= Jamil Qassas =

Palestinian peace activist

Jamil Qassas is a leader in the organization Combatants for Peace, a bi-national, grassroots nonviolence movement in Israel and Palestine.

Qassas was born in the Dheisheh refugee camp after his family was displaced from their land. He is a former Palestinian militant who said he once hated Jews, having only encountered them as IDF soldiers or settlers. His grandfather was killed in the 1948 Palestine war and his uncle in the First Lebanon War. In 1987, his 14 year-old brother was shot and killed at point-blank range by soldiers, and his mother died of a heart attack while held at a checkpoint.

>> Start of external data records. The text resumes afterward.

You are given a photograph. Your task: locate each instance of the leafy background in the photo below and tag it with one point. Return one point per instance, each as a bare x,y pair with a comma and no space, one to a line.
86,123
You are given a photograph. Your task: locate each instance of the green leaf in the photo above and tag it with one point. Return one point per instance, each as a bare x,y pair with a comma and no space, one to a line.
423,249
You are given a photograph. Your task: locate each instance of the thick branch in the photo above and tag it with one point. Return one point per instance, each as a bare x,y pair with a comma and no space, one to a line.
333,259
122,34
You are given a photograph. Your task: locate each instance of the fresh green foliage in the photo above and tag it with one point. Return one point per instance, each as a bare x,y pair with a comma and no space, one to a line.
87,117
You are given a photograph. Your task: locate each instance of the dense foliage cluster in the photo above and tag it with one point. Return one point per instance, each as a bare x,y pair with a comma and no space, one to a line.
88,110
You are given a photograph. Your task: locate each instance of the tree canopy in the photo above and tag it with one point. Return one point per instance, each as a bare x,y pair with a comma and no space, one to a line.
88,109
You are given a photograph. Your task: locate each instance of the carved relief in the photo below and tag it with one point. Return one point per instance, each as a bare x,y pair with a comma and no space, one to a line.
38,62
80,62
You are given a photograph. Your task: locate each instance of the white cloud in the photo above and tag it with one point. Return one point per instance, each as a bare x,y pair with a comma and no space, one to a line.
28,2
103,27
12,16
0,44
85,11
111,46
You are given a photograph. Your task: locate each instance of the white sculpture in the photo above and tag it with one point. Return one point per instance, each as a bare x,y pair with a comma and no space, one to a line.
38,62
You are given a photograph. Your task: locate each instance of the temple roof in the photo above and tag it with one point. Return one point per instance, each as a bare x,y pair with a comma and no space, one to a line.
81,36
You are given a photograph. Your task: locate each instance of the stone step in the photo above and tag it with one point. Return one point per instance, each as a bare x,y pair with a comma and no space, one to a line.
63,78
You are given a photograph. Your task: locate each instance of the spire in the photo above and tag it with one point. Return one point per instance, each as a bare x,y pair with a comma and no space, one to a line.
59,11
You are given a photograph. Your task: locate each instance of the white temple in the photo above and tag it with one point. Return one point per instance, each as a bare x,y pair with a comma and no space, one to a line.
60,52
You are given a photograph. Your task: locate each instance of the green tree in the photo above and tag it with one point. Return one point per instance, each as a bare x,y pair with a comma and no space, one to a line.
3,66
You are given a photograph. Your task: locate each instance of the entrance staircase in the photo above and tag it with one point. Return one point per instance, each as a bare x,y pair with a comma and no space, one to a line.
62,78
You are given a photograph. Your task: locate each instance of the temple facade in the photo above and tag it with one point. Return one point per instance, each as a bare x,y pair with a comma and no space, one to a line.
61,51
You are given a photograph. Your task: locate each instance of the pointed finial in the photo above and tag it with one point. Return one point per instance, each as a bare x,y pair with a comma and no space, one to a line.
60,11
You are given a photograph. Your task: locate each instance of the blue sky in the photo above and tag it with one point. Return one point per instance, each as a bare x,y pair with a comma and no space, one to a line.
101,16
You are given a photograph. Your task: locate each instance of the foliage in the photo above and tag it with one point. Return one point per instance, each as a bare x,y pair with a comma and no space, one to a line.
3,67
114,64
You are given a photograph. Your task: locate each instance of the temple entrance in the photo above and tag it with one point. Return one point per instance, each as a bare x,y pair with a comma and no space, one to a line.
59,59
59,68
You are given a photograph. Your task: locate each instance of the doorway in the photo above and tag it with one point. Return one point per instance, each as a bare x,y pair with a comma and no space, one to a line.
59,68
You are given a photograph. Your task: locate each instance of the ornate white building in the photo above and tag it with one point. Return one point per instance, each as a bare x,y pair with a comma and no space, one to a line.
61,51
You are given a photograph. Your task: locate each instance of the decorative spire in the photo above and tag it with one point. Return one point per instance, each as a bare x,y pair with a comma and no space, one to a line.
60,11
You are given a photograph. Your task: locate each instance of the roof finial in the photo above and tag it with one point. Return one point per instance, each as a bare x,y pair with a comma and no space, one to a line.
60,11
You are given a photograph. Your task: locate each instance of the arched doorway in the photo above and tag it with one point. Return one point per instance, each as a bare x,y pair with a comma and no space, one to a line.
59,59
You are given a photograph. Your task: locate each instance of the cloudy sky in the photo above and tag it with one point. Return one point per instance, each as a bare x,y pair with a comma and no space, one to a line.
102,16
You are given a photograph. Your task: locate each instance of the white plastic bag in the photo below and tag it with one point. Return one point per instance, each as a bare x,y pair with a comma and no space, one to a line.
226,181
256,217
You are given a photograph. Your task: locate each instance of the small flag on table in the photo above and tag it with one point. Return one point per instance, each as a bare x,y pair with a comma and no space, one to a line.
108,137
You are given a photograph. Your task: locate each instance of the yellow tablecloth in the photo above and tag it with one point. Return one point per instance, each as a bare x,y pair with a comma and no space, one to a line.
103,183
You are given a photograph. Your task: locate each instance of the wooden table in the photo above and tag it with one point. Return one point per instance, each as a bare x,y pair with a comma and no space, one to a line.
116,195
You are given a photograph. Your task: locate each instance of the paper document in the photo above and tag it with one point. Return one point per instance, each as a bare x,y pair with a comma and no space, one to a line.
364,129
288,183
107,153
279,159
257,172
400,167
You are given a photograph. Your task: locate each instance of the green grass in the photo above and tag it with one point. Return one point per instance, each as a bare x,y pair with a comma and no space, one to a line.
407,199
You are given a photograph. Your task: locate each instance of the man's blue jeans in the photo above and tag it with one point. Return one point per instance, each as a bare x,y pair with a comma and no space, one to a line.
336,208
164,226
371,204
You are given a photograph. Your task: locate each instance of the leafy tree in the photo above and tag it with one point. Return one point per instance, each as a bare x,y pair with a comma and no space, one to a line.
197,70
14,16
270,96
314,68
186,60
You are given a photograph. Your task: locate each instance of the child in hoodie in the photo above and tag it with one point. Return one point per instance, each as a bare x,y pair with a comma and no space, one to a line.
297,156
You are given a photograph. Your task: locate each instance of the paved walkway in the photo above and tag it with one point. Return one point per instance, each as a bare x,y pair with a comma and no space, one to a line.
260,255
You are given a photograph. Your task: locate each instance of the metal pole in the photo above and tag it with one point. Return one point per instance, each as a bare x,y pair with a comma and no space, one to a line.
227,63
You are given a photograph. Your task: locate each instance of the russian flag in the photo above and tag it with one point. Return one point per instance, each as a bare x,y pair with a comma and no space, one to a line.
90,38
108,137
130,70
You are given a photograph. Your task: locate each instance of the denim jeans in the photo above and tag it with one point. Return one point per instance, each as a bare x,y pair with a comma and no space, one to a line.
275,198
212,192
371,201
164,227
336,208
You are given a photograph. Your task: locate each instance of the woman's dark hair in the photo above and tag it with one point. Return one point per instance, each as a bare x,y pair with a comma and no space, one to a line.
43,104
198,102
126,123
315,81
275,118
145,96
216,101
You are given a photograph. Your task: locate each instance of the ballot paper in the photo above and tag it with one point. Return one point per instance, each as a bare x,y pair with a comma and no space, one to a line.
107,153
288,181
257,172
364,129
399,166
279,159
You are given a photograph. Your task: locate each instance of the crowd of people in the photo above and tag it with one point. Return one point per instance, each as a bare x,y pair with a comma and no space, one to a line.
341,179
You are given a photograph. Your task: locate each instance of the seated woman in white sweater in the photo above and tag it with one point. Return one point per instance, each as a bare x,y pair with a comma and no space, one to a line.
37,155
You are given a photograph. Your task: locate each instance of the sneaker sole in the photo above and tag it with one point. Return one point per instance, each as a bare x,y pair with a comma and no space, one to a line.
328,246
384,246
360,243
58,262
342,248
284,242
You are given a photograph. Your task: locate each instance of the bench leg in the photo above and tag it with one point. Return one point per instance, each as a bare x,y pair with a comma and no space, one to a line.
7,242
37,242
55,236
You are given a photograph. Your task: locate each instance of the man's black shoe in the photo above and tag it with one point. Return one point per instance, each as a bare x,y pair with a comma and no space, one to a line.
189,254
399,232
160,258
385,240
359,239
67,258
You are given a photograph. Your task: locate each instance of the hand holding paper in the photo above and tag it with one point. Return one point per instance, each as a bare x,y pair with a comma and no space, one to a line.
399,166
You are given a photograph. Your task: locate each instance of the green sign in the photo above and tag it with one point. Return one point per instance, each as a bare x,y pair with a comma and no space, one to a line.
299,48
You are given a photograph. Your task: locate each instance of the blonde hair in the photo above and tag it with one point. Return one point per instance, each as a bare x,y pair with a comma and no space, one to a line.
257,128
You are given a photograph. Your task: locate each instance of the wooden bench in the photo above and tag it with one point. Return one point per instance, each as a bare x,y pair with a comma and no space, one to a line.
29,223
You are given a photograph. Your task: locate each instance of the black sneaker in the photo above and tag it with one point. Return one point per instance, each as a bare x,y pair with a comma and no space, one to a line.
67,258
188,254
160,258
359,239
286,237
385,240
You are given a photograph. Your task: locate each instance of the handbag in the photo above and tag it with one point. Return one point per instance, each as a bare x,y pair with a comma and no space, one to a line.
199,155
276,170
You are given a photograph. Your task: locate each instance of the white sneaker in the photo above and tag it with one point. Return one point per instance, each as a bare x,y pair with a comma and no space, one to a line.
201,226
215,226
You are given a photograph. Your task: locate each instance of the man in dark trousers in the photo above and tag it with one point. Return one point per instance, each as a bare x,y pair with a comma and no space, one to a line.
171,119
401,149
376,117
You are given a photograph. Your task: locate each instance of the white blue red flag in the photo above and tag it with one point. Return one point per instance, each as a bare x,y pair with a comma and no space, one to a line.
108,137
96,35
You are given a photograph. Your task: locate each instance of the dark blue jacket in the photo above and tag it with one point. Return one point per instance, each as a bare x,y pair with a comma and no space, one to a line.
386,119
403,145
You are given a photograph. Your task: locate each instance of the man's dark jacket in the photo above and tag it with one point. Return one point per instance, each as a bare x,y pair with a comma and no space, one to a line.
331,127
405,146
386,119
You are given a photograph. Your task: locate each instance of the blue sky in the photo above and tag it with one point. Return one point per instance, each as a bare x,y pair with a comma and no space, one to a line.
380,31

During the first intifada, Qassas was an organizer with a PFLP-affiliated group and spent time in Israeli jails. His perspective shifted at the end of the first intifada when he found work in Israel and his employer, an Israeli Jew, took genuine interest in his story and listened with empathy. That experience transformed how he advocated for Palestinians, and he renounced violence after realizing that not all Israelis were enemies.

Qassas serves as a general coordinator of Combatants for Peace. When he speaks in public, whether in Arabic or Hebrew, he shares how extremists won't divide Israelis and Palestinians. When addressing Israeli audiences, he emphasizes that the fighting has brought no meaningful change for either side and emphasizes the need for dialogue; in Tel Aviv, he has spoken at rallies which have drawn more than 15,000 people.

His story is told in the documentary films Disturbing the Peace (2016) and There Is Another Way (2025). In the first film, he shares how he was affected by his mother who was deeply upset after hearing about Jews killed in a bus bombing. She told him that mothers suffer when they lose a child no matter who they are. Qassas says that his experience with Combatants for Peace has created new perspectives and allowed different narratives to be heard. He says cooperation is necessary in order to fight the occupation and bring dignity and collective liberation for both peoples.